Greece has entered a new round of bailout talks with creditors that are expected to stretch into the weekend, but insists it is not ready to make key concessions despite facing a major debt repayment soon.
"My answer is simple: No, no, no," finance minister Yanis Varoufakis said today, referring to key reforms demanded by bailout lenders.
The creditors have for three months been trying to get Greece to agree to a list of budget measures before they accept to pay it the remaining 7.2 billion euro (£5.2 billion) instalment of its bailout programme.
Without the money, Greece is not sure it will be able to meet a repayment to the International Monetary Fund on May 12 worth some 750 million euro (£546 million).
Rescue creditors argue the country has fallen behind on long-term reforms that would allow it to get back on its feet: lowering state funding for pensions, increasing turnover of staff in state jobs, further dismantling job protection rules, and simplifying sales-tax rates.
But Greece's left-wing government argues the reforms cannot continue with the same speed and severity as in previous years, after the country suffered a drastic drop in output and increase in unemployment.
In Brussels, EU Commission spokesman Margaritis Schinas said negotiations involving representatives from eurozone nations, the European Central Bank and the International Monetary Fund had started and would stretch into the weekend.
"They are being held in a constructive spirit," he said.
A eurozone official who asked not to be identified because the talks are ongoing said that if there is a breakthrough at the negotiations a meeting of finance ministers could be convened at short notice, even before the regularly scheduled one of May 11.

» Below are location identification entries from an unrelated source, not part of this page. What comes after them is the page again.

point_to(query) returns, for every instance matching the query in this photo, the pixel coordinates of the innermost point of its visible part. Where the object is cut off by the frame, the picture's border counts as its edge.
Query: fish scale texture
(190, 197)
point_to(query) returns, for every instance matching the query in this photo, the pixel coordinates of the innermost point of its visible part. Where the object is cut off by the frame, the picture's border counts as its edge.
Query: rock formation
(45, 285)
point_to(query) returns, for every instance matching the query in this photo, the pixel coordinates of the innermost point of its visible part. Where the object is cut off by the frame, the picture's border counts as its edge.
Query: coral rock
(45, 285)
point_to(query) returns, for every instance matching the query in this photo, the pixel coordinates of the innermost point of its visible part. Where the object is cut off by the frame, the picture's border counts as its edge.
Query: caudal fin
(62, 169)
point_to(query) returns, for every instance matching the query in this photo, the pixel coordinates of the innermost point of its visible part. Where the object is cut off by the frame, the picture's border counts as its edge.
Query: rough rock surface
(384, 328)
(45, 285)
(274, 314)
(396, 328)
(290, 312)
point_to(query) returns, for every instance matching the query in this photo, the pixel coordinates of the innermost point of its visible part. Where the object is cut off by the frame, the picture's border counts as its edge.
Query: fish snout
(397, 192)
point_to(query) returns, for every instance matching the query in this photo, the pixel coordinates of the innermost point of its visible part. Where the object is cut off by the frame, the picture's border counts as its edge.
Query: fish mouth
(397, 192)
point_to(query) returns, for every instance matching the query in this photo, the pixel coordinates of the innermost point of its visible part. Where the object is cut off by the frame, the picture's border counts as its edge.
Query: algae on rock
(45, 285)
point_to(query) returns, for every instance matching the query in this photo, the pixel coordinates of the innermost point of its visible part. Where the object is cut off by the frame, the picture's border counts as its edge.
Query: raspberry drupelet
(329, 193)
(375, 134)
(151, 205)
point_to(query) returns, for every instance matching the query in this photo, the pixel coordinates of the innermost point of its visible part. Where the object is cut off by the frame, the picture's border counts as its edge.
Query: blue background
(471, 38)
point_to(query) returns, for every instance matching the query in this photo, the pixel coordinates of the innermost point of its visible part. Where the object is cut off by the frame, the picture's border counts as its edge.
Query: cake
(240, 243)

Mr Varoufakis indicated his government could make concessions - but only in the summer, after an initial deal is reached to unlock the 7.2 billion euro.

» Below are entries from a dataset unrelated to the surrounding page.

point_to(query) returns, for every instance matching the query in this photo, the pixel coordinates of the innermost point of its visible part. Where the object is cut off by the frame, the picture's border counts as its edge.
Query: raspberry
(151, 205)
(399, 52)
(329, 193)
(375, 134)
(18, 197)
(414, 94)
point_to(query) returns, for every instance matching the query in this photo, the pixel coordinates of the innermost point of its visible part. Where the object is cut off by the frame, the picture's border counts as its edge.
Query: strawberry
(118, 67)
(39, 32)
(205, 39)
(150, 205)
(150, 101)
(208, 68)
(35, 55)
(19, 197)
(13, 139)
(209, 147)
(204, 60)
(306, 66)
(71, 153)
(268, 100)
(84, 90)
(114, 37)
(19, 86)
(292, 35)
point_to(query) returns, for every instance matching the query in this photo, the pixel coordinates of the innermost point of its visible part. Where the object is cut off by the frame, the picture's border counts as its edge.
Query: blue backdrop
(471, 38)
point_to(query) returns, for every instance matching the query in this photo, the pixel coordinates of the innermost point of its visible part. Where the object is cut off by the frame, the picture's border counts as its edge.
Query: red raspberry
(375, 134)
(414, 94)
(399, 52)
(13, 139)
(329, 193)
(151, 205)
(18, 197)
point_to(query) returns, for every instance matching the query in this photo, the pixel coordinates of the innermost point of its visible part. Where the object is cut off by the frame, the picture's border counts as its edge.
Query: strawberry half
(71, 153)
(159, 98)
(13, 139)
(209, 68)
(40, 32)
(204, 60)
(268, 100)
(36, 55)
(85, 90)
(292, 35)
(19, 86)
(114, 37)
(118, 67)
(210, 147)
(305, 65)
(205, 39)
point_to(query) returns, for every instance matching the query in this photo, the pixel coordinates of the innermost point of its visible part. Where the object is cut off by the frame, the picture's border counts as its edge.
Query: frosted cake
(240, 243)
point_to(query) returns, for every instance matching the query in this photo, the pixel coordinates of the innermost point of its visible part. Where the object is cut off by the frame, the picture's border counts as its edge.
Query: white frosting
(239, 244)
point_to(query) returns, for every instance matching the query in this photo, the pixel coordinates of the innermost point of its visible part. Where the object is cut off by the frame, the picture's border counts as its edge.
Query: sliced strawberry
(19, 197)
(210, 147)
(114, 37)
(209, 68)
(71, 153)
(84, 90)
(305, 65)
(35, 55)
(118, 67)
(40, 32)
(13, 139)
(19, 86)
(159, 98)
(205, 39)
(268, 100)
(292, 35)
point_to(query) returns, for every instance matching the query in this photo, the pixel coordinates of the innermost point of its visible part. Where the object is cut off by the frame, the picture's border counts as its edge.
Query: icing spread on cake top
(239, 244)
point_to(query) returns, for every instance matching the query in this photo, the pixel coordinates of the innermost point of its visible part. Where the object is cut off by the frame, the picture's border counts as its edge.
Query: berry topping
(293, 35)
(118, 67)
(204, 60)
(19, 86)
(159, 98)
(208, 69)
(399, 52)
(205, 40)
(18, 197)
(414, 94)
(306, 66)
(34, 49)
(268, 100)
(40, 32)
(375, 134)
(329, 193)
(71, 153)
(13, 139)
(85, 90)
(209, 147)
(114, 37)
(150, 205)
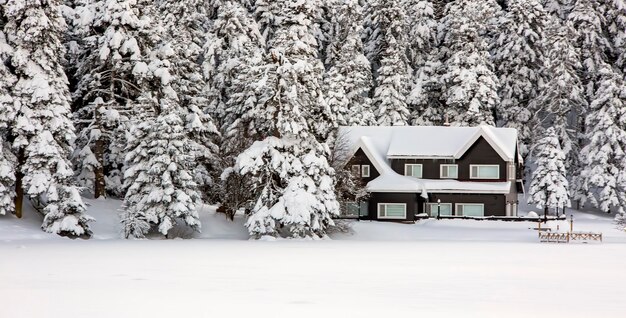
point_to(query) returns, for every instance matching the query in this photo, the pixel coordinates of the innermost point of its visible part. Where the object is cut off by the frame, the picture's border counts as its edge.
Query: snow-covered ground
(446, 268)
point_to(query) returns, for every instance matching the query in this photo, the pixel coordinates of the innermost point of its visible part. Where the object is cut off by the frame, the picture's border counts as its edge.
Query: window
(356, 209)
(470, 209)
(431, 209)
(511, 171)
(356, 170)
(484, 172)
(413, 170)
(391, 210)
(361, 170)
(365, 171)
(449, 171)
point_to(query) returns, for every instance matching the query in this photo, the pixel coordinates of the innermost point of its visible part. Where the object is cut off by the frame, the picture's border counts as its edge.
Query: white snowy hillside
(439, 268)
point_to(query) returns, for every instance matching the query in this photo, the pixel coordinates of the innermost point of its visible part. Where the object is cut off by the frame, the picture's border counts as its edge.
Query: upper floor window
(361, 170)
(449, 171)
(484, 172)
(413, 170)
(365, 171)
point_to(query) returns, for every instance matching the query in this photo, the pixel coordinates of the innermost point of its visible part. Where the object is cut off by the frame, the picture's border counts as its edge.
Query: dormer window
(362, 171)
(413, 170)
(449, 171)
(365, 171)
(484, 172)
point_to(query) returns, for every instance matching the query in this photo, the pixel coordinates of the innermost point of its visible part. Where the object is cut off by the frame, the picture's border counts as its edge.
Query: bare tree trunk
(99, 182)
(19, 189)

"After June, we are willing to look at many issues," Mr Varoufakis said. He signalled, for example, he would be willing to raise some sales tax rates.

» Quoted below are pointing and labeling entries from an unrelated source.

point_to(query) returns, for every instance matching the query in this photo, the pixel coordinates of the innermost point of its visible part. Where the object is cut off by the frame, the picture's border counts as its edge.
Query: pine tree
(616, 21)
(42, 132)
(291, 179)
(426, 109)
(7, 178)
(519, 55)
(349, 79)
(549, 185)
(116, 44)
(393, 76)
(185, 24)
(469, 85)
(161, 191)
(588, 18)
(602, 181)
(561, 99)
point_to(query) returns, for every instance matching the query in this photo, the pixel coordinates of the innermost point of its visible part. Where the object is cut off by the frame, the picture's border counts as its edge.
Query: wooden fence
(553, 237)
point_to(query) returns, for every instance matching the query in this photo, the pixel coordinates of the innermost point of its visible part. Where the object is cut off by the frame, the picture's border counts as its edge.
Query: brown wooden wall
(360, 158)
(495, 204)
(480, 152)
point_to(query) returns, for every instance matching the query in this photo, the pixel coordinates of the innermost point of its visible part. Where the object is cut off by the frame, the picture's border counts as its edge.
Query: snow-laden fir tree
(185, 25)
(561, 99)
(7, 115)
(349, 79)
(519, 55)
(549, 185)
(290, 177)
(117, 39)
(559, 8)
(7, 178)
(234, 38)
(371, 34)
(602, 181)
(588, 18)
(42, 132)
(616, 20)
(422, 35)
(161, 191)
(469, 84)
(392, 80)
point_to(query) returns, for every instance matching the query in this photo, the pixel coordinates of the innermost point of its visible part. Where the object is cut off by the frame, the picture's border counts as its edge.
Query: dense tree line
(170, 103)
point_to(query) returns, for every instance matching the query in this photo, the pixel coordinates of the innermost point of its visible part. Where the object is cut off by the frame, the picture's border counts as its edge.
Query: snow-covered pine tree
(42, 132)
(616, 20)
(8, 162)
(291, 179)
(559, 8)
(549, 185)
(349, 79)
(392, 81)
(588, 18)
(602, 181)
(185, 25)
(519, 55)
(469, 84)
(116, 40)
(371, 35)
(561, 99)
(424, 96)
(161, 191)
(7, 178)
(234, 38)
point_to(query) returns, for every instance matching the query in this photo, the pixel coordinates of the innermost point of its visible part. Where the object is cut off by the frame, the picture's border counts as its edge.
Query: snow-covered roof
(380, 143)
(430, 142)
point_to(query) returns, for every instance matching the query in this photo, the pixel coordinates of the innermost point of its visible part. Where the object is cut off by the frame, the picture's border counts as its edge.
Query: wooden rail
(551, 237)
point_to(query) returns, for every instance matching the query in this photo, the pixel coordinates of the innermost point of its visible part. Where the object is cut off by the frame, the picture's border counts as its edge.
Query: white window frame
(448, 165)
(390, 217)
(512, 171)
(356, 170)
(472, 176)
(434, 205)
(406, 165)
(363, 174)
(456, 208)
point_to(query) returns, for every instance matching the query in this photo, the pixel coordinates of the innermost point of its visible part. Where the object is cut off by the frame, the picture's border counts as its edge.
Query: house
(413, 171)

The confrontation between Athens and its creditors has taken its toll on the fragile Greek economy.
Moody's ratings agency further downgraded the country's sovereign rating yesterday to Caa2 from Caa1, two notches above default.
The main reason, it said, for the action was "the high uncertainty over whether Greece's government will reach an agreement with official creditors in time to meet upcoming repayments on marketable debt".